La razón de ese poderío puede estar en el acierto en su preparación. Hace dos semanas, en el Tour de Gran Bretaña, sucumbió ante un rebosante Wout Van Aert cada vez que le hizo frente, pero lejos de achicarse esperó pacientemente hasta que le llegara la sobrecompensación que le ha dado, seguramente, su victoria más espectacular, algo de tal calibre que hasta la afición belga le reconoció el exquisito ciclismo que desplegó y la festejó como exigía la ocasión.
Seguramente el domingo hubiera sido prácticamente imposible batir a un corredor tan inspirado como el francés, porque cuando el ciclismo llega a esos extremos de dureza es imposible sumar las fuerzas de diferentes corredores y todo se reduce a una disputa directa entre individualidades. No obstante, la selección belga, la que más trabajó por la victoria, no estuvo, en mi opinión muy acertada. Ya dijimos en éste mismo blog que no entendíamos la controversia que se había creado por la participación y por la función a desempeñar de Remco Evenepoel, un ciclista desaprovechado en su selección.
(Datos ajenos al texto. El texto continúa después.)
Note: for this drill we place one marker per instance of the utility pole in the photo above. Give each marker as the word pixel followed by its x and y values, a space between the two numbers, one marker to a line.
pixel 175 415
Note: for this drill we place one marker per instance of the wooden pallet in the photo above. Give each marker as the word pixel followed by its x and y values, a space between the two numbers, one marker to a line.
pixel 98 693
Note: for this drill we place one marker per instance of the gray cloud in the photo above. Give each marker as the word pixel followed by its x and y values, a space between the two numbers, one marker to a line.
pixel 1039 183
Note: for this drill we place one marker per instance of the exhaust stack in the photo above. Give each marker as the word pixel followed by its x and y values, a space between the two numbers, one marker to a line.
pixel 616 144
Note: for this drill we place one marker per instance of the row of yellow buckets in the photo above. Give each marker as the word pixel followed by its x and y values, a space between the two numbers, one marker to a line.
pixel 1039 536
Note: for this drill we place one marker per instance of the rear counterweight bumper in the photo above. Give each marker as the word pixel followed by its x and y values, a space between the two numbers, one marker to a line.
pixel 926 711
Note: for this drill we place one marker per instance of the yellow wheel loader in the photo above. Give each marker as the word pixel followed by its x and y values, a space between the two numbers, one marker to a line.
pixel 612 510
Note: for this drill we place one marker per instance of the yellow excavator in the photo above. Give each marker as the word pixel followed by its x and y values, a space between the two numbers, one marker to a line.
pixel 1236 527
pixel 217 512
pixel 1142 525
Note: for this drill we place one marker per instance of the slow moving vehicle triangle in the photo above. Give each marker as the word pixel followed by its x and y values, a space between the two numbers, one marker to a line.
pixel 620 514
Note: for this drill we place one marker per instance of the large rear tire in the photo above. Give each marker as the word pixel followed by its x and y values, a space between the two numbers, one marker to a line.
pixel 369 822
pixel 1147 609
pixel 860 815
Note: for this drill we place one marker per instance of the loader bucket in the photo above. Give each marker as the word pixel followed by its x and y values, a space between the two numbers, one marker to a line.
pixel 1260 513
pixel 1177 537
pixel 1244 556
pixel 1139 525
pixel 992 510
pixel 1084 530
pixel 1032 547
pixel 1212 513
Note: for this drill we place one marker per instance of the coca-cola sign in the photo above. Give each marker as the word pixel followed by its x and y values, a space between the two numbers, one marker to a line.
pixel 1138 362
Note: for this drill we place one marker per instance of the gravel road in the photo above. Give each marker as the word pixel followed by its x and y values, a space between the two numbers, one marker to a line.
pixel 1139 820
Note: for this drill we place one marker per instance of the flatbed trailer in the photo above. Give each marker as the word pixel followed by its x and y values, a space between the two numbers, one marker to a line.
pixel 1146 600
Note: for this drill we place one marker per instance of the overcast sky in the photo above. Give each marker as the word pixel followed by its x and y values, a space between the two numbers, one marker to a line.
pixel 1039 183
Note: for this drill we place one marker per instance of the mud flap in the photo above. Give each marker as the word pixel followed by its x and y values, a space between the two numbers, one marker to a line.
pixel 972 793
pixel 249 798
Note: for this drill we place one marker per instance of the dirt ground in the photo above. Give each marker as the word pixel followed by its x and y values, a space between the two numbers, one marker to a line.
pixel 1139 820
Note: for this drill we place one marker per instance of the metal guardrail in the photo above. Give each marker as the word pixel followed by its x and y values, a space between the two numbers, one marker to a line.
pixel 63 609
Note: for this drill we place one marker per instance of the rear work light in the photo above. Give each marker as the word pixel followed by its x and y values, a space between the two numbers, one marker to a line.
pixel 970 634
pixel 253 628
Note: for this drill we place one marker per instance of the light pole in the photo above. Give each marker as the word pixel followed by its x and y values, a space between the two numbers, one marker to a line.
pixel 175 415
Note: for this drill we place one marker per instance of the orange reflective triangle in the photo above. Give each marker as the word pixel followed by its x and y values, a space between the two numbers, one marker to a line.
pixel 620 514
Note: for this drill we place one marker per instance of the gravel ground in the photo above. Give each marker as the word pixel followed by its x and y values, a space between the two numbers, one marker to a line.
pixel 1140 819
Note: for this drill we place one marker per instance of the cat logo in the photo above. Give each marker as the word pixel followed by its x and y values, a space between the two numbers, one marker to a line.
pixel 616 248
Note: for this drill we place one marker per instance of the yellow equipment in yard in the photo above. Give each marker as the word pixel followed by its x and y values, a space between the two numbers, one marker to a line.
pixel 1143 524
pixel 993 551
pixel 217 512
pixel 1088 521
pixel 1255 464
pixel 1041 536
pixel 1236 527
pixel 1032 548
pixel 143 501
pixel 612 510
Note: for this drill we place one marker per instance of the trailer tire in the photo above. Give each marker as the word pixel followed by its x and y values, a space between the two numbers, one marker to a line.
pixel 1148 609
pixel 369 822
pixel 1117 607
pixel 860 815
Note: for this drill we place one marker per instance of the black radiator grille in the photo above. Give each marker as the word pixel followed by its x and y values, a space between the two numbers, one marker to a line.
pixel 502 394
De repente, obligaron a un corredor extraordinario a trabajos de contención que bien hubieran podido cumplir con brillantez Yves Lampaert o Victor Campenaerts, y permitir reservarse para tareas mayores al joven prodigio, que estuvo, eso sí, inconmensurable en su nuevo trabajo.
Bélgica, como bien dice en mi opinión todo un Johan Museeuw, jugó como si el único corredor capaz de ganar fuera Wout Van Aert y desperdiciaron todas las estrategias que pasaban por Evenepoel, que está pagando en exceso el flojo rendimiento, o error, si se quiere, que cometió en Tokyo. La presión añadida por las declaraciones de Eddy Merckx, que declaró que si el único líder era Van Aert, Evenepoel no debería asistir a la carrera porque era un corredor egoísta, tampoco ayudaron. Creo esa presión añadida condicionó tanto al seleccionador como a propio corredor, que aunque orgulloso, no es ajeno a esas críticas.
A Wout Van Aert no hay nada que achacarle, no tuvo su día y punto. Se podrán buscar razones, que pueden ser diversas, pero su profesionalidad y su compromiso no admiten dudas. Borrachos de euforia por lo que habían visto en el Tour de Francia y lo que aconteció recientemente en el Tour de Gran Bretaña (cuatro etapas y la General), pensaron que la carrera sería una alfombra roja para que desfilara su corredor más carismático al aplauso de sus adversarios, que Van Aert era un robot programado para ganar en cualquier situación, pero Van Aert, como declaró al poco de finalizar la carrera, solo es un ser humano, y como tal, a veces, no tiene su mejor día.